On September 22, 2020, the DOL issued a proposed regulation intended to help employers analyze whether a worker is an independent contractor or an employee under the Fair Labor Standards Act (the “FLSA”). As background, courts and the DOL have generally applied several factors to consider when performing that analysis. Those factors, which are non-exclusive, are: (1) the employer’s and the individual’s degree of control over the work; (2) the individual’s opportunity for profit or loss; (3) the individual’s investment in facilities and equipment, if any; (4) the permanency of the parties’ relationship; (5) the skill or expertise required by the individual to perform the work; and (6) whether the work is “part of an integrated unit of production.”
The proposed regulation aims to elevate the first and second factors above, by stating that those factors are the “most probative” and should be “afforded greater weight” than the other factors. Also, with respect to the first factor, the proposed regulation focuses on the individual’s degree of control over the work. Under current law, each factor is weighed equally.

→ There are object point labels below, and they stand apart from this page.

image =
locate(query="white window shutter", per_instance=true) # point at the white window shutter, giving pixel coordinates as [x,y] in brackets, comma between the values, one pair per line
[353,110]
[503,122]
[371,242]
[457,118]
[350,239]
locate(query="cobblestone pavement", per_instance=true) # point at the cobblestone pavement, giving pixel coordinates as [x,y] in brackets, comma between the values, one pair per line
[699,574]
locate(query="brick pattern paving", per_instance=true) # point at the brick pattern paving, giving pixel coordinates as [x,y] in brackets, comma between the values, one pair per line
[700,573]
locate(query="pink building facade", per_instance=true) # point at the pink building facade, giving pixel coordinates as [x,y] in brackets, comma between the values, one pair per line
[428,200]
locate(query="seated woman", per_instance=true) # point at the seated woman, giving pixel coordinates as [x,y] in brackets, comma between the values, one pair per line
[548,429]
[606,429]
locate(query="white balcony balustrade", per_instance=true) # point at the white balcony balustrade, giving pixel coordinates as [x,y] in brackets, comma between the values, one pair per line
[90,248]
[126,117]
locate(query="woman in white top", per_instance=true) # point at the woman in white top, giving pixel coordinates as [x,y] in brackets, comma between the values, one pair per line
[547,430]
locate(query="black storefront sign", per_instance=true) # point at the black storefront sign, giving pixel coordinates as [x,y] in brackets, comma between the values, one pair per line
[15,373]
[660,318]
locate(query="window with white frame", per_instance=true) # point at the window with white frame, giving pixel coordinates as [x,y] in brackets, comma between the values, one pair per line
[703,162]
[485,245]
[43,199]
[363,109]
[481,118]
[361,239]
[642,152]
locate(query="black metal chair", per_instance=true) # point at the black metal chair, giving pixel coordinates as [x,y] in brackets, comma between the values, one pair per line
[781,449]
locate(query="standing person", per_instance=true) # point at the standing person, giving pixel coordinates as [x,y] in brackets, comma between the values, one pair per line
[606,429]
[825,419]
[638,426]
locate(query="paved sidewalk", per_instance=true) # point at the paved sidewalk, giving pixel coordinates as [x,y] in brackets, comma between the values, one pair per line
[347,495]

Note that this proposed regulation would apply only to the FLSA. Consequently, it would not affect the Internal Revenue Code, or state laws that have not adopted the FLSA for purposes of determining whether a worker is an employee or an independent contractor. Also, even if this regulation is soon finalized, its legal effect might be significantly affected if the presidential election results in an administration change. I will keep you updated as this develops.